I glued on 5 layers with 2 cross grain and 3 along grain (with sides)
The glue used is my standard hide glue.
Well I had some time to patch up the lining for the back struts closing up the gaps.
Not only it looks better, together with bindings the air tightness of the seal of the body will also be better.
This leads to lower air resonance.
Glue in more lining to fill up the gaps in the slots for the back braces.
I had a discussion with the owner and we came up with this design of the sound port.
Unfortunately it's pretty complicated and with the purfling that will be a challenge.
There is no way of cutting the purfling channel other than by hand and chisel.
Unfortunately it's quite hard to get a clean line without a shape to scribe the outline.
The section which is curved only adds to the difficulty.
Now to think of a good way of scribing the channel.
Well I had to find my compass in order to draw the template properly.
Here's how the template will look.
Now to transfer to the actual guitar.
For the purfling channel, I only cut out one portion.
The rest of the channe will be drawn wil the template rotated
The holes will serve as the anchor point for the rotation.
Hopefully this will work out.
I transferred the marking onto the sides.
Before that I need to ensure the boundary from the inside.
The last time I cut the sound port it was so closed to the edge of the reinforcement.
This time I measured the inner area and marked the boundary before aligning the template and trace the outline.
This way I can be sure the sound port is centered in the back veneer region.
I finally started on the sound port after many rounds of delay and changing of plans.
Finally the orientation of the sound port is decided and the 2 curve leaves will be on edge near the top side while the edge nearer to the back side will have 1 leaf only.
After I draw the pattern on the sides I began to worked on a backing piece.
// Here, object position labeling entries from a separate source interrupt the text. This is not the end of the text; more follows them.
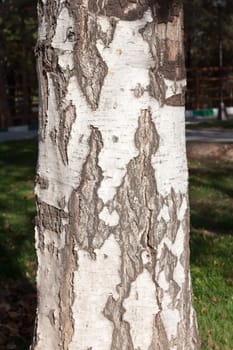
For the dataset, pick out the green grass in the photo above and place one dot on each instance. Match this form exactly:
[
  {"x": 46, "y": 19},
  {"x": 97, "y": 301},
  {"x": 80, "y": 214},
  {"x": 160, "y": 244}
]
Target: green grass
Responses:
[
  {"x": 211, "y": 202},
  {"x": 17, "y": 209},
  {"x": 17, "y": 254},
  {"x": 211, "y": 198}
]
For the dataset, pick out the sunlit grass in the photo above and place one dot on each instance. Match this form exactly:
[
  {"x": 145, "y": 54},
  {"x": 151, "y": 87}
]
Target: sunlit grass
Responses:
[{"x": 211, "y": 201}]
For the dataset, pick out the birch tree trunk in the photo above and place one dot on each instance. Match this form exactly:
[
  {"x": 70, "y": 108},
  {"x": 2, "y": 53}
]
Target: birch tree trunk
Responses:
[{"x": 113, "y": 219}]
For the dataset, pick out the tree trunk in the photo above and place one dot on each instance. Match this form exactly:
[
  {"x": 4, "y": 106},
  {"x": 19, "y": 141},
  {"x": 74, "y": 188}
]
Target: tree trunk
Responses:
[{"x": 113, "y": 219}]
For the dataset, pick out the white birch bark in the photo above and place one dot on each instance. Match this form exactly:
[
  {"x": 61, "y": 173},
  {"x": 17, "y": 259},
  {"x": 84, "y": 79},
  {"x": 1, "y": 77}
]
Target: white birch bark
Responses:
[{"x": 113, "y": 221}]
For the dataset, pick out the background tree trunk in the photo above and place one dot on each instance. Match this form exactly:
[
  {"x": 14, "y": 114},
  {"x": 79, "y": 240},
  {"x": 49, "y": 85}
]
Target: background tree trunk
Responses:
[{"x": 113, "y": 221}]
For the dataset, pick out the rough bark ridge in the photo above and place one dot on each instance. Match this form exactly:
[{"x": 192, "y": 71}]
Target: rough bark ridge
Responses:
[
  {"x": 165, "y": 38},
  {"x": 112, "y": 274}
]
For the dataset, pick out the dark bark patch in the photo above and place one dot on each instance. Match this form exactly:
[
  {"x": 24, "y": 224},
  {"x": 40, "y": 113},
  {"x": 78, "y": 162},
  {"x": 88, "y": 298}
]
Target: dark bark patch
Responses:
[
  {"x": 167, "y": 9},
  {"x": 84, "y": 205},
  {"x": 167, "y": 51},
  {"x": 50, "y": 217},
  {"x": 67, "y": 119},
  {"x": 128, "y": 10},
  {"x": 89, "y": 67},
  {"x": 42, "y": 181}
]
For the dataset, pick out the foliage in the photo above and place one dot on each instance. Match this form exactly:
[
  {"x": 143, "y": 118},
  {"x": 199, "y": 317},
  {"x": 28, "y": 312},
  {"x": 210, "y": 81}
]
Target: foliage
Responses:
[
  {"x": 201, "y": 23},
  {"x": 18, "y": 26}
]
This backing will allow me to drill from the front side and the back side of the drilling will be supported reducing the tear out.
I clamped the backing to the behind side and began to drill.
I couldn't find a suitable size drill bit and so I decide to use my dremel to drill and enlarge the hole via saw and file and chisel.
I find that usigg the marking knife seem to work pretty well.
But after a few cutting, the side BRW actually cause the knife's cutting edge to be chipped.
Time for a sharpening on the knife.
I continued on the sound port using my B&D RTX (dremel equivalent) with a engraving bit.
It work pretty well just that I had to file it to shape.
That will take some time to get a nice shape.
But my files were too big.
The needle files were too small though.
(At night before I slept, I thought of a solution that is using a right size sanding stick.)